The quality of the learned embedding vector can directly determine the performance of label prediction. Here we conduct several cases about the node embeddings by several variants. Figure 9 and Fig. 10 visualize the node embeddings based on auto-encoder, FEUIde, FEUIrl and FEUI on two datesets. We adopt t-SNE [41] method for visualization. Figure 9 shows the learned embeddings for positive instances and Fig. 10 shows the results for negative instances. We randomly select 10 user pairs with neighbors(5 positive instances and 5 negative instances) for visualization. Specifically, (‘jamieolender’,‘jamieolender’), (‘nullalux’,‘nullalux), (‘dimka’,‘thedimka’), (‘geoeye’,‘geoeyeimg’), (‘franco3x’,‘frankthe3rd’) are positive instances. (‘lisa’,‘lisaa610’), (‘violet’,‘violetband’), (‘julialamphear’,‘julianomarques’), (‘geespace’,‘gee2space’), (‘akikitty’, akikitty’) are negative instances. The green circles represent the users in Twitter, and the red circles are their identities in MySpace. As shown in Fig. 9(a) and Fig. 9(b), the embeddings of two users in a pair become much more closer after we add the local information. Also, the embeddings become a little closer after we add the global structure information (see Fig. 9(c)). Furthermore, as shown in Fig. 9(d), the embedding of two users in a pair become closer after the incorporation of label information. The improvement by adding label information is more apparent compared with the improvement by network structures. This may be due to that the selected instances contain small number of neighbors. This observation verifies the apparent benefit of incorporating label information. However, the above improvements do not appear in the results of negative instances in Fig. 10. This results indicate that the label information, the structure information do help the embedding learning.

Fig. 9
figure 9

Case study of learned embeddings for positive instances. (a)auto-encoder, (b) FEUIde, (c)FEUIrl, (d)FEUI

Fig. 10
figure 10

Case study of learned embeddings for negatives instances, (a)auto-encoder, (b) FEUIde, (c)FEUIrl, (d)FEUI(In figure 10, the title of Fig10(b) should be FEUIde

6 Conclusion

We propose a novel semi-supervised framework FEUI to predict whether two users are the same user or not by embedding the generated user-pair-oriented graph, which is generated from two isolated social networks.
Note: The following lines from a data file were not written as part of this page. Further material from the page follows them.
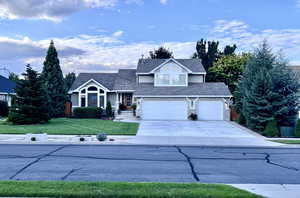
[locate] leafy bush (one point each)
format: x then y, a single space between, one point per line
101 137
87 112
193 116
3 109
271 129
109 112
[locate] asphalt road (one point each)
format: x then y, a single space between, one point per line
150 163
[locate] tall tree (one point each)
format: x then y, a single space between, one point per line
229 50
54 82
161 53
31 101
228 69
267 90
13 77
69 80
209 53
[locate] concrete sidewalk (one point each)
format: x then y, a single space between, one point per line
272 190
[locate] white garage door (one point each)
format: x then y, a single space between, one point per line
210 110
164 110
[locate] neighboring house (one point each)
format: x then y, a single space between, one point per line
6 89
162 89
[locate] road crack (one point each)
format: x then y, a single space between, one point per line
188 159
36 161
70 173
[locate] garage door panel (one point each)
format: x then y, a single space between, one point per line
164 110
210 110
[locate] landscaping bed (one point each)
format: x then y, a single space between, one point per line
119 190
71 126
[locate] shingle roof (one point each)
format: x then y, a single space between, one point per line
195 89
147 65
125 80
6 85
105 79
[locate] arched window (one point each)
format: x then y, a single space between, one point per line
92 88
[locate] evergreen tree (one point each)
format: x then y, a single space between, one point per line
285 99
69 80
161 53
209 53
267 90
258 104
54 82
31 101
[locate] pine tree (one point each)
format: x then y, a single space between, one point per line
161 53
285 99
258 103
54 82
31 102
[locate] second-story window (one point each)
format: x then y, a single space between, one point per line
171 75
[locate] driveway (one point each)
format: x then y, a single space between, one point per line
208 133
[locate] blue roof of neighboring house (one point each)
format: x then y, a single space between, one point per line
6 85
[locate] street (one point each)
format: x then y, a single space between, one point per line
150 163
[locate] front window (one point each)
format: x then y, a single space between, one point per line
171 75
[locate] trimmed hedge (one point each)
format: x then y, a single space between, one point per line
3 108
87 112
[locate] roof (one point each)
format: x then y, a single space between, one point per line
125 79
147 65
6 85
105 79
193 89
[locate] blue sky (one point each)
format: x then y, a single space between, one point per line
97 35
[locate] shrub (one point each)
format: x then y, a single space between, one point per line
3 109
101 137
87 112
271 129
193 116
109 112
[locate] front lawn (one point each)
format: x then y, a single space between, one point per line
68 126
118 190
287 141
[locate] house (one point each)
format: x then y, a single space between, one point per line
6 89
162 89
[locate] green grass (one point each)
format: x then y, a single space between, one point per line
67 126
287 141
118 190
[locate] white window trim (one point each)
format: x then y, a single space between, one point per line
98 95
170 85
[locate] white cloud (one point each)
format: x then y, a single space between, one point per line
86 53
118 33
285 40
164 1
54 10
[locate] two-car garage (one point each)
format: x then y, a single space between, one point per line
158 109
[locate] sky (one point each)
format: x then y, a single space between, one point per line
106 35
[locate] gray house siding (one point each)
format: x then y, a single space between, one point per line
74 99
112 97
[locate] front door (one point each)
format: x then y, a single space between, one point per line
127 99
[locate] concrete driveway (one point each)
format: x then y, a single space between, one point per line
207 133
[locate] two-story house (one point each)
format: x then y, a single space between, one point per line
162 89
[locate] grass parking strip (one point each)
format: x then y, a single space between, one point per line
119 190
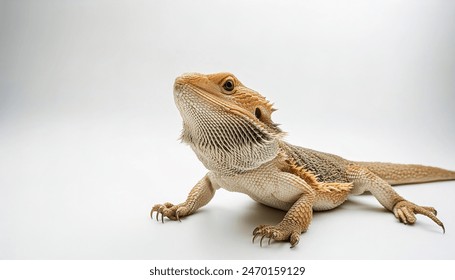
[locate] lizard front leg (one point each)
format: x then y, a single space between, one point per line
404 210
199 196
295 222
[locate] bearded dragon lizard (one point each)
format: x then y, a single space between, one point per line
230 128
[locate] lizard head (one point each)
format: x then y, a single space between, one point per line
222 116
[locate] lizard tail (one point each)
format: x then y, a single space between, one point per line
401 174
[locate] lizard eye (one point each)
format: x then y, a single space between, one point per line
228 85
258 113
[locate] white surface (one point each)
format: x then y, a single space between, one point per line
88 128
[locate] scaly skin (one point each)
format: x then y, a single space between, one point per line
230 129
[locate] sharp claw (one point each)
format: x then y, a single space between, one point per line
254 237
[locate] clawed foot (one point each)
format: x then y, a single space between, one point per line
169 210
278 233
405 212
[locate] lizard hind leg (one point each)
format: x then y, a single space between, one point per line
295 222
404 210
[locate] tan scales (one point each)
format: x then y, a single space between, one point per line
230 128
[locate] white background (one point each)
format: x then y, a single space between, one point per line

Our proposed model is the first attempt to solve the user identification task and user embedding learning simultaneously, and investigates the possibility of jointly embedding several important information sources into a unified space, not only structural and attribute information. It seamlessly combines attributes and the local structure in the dual attribute embedding model, and also captures both the global structure features and the labels in the joint embedding model. The experimental results on two real-world datasets validate the effectiveness of our model.

In our future work, we plan to study the following directions. First, the users in social networks have multiple modalities, so we will enhance our model to jointly embed multi-modal data. Second, most social networks have the nature of evolution, we can improve our model to adapt to the dynamic changes, such as the new follower-ship and new users.